I later learned that there had been some small tectonic events — slippages — and also a few large storms that dumped enormous amounts of water in the hills, and these had made the area unstable and in many places impassable. The creek itself didn’t look too bad, though, and the water level was low, so I decided to just follow the creek up to the site.



I’m not certain that this route would be possible during the rainy season. In all but a few areas the creek was low enough that I could walk along the bank. After a mile of this I finally came to a spot that I just wasn’t going to get around. But! I could see the sign marking the spot just a few hundred yards further on!
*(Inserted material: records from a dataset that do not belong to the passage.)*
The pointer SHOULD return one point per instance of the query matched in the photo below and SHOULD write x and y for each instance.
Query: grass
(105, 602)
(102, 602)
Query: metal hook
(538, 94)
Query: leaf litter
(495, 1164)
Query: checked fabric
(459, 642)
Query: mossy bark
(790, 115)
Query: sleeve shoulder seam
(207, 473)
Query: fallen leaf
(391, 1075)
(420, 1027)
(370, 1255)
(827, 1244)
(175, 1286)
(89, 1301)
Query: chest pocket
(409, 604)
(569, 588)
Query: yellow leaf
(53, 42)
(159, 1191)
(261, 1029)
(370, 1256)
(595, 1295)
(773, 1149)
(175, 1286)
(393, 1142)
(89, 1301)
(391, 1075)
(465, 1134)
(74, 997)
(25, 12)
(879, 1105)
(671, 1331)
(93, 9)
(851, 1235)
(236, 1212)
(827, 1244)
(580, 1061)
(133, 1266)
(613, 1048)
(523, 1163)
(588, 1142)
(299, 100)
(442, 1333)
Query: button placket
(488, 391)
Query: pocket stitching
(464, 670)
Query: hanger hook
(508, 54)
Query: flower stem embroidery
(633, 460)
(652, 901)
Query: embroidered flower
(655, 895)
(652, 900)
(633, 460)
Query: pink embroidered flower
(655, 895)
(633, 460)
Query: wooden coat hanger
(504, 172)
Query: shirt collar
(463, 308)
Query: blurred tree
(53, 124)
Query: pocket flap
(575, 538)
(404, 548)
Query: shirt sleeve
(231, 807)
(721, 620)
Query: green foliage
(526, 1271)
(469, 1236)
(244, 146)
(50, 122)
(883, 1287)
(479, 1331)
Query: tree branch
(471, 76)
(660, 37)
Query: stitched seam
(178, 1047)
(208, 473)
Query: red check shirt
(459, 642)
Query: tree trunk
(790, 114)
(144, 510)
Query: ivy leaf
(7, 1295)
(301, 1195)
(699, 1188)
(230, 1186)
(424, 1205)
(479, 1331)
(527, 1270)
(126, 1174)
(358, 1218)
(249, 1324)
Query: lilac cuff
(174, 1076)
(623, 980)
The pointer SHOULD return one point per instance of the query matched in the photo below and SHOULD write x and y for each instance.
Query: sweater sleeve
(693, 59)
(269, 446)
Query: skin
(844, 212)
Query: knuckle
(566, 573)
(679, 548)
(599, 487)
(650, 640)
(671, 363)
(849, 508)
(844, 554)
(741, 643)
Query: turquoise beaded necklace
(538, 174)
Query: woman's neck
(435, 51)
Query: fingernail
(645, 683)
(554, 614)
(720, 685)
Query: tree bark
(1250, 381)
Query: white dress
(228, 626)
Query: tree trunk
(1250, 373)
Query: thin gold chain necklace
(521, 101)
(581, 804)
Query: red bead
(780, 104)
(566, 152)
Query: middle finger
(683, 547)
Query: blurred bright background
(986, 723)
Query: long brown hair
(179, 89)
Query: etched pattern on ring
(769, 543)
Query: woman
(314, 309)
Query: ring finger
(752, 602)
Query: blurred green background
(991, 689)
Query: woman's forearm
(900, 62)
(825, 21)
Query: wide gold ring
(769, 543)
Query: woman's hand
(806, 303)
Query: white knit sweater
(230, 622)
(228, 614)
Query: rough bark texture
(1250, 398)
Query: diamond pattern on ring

I poked around and discovered that someone had tied off a nylon line to an anchor point at the top of the hill, about 30 feet. I tightened the straps on my pack and headed up the sandy slope, happy that I had climbing gloves in the pack.

At the top I’d hoped to find a passage around the tangled mess to get to the marker, but it just wasn’t there. I had a bite of lunch and reluctantly headed back the way I’d come in, half-rappelling down the loose slope. I’d been close, though, and was able to see enough of the signage to grab a snapshot.

The hike out was one of quiet reflection. I hadn’t been in redwoods before this trip to California to be in the Grateful Dead 60th Anniversary festival at Golden Gate Park in San Francisco, and I found that they put me into a really contemplative mood. It was the same at US-1187 Portola Redwoods State Park, the trees are so large and so old that the ‘cathedral’ effect you read about really does happen, both visually as the trees arch up to the canopy, but in the feel of the place, too. Running into a Buddhist shrine in the middle of the woods added to that feel.
For an ‘unsuccessful’ activation I’d had quite the day, a really good hike, some crazy surprises, and even a moment of serenity. I call that a success, and I’ll take the incomplete for The Forest of Nisene Marks.